Prinsip penggunaan transformator arus

1) Pengkabelan transformator arus harus mengikuti prinsip sambungan seri: yaitu, belitan primer harus dihubungkan secara seri dengan sirkit yang diuji, dan belitan sekunder harus dihubungkan secara seri dengan semua beban instrumen.

2) Pilih rasio transformasi yang sesuai dengan arus yang diukur, jika tidak, kesalahan akan meningkat. Pada saat yang sama, salah satu ujung sisi sekunder harus diarde untuk mencegah tegangan tinggi pada sisi primer memasuki sisi tegangan rendah sekunder setelah insulasi rusak, yang menyebabkan kecelakaan pribadi dan peralatan.

3) The secondary side is absolutely not allowed to open circuit, because once the circuit is open, the primary side current I1 will all become magnetizing current, causing φm and E2 to increase sharply, resulting in excessive saturation magnetization of the iron core, serious heat generation and even burning of the coil; , which increases the error. When the current transformer is working normally, the secondary side is used in series with current coils such as measuring instruments and relays. The impedance of the current coils such as measuring instruments and relays is very small, and the secondary side is similar to a short circuit. The magnitude of the CT secondary current is determined by the primary current, and the magnetic potential generated by the secondary current balances the magnetic potential of the primary current. If the circuit is suddenly opened, the excitation electromotive force will suddenly change from a small value to a large value, and the magnetic flux in the iron core will present a severely saturated flat-top wave. Very high peak waves, whose value can reach thousands or even tens of thousands of volts, endanger the safety of workers and the insulation performance of the instrument.
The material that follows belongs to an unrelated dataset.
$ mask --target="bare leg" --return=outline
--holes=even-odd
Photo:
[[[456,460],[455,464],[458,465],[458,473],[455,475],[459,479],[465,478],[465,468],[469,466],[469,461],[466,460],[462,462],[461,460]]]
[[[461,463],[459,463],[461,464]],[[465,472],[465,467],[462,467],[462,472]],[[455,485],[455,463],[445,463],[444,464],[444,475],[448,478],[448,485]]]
Selain itu, rangkaian terbuka pada sisi sekunder membuat tegangan sisi sekunder mencapai beberapa ratus volt, yang akan menyebabkan kecelakaan sengatan listrik jika disentuh. Oleh karena itu, sisi sekunder transformator arus dilengkapi dengan sakelar hubung singkat-untuk mencegah sisi sekunder terbuka. Dalam proses penggunaan, setelah sisi sekunder terbuka, beban sirkuit harus segera dihapus, dan kemudian pemadaman listrik harus diproses. Dapat digunakan kembali setelah semuanya dibuang.

4) Untuk memenuhi kebutuhan alat ukur, proteksi relai, penilaian kegagalan pemutus sirkuit dan penyaringan kesalahan, dll., semua sirkuit dipasang di generator, transformator, saluran keluar, pemutus sirkuit bagian bus, pemutus sirkuit bus, pemutus sirkuit bypass dan sirkuit lainnya. 2 hingga 8 transformator arus dengan gulungan sekunder.

5) Lokasi pemasangan trafo arus proteksi harus diatur sejauh mungkin untuk menghilangkan zona non proteksi - gawai proteksi utama. Misalnya, jika ada dua set trafo arus, dan lokasi memungkinkan, mereka harus dipasang di kedua sisi pemutus arus, sehingga pemutus arus berada dalam lingkup proteksi silang.

6) Untuk mencegah gangguan busbar yang disebabkan oleh flashover busing dari trafo arus tipe-pilar, trafo arus biasanya diatur pada saluran keluar atau sisi trafo dari pemutus arus.

7) Untuk mengurangi kerusakan yang disebabkan oleh gangguan internal generator, transformator arus yang digunakan untuk penyesuaian otomatis perangkat eksitasi harus diatur pada sisi keluar belitan stator generator. Untuk memudahkan analisis dan menemukan gangguan internal sebelum generator diintegrasikan ke dalam sistem, transformator arus yang digunakan untuk alat ukur harus dipasang pada sisi netral generator.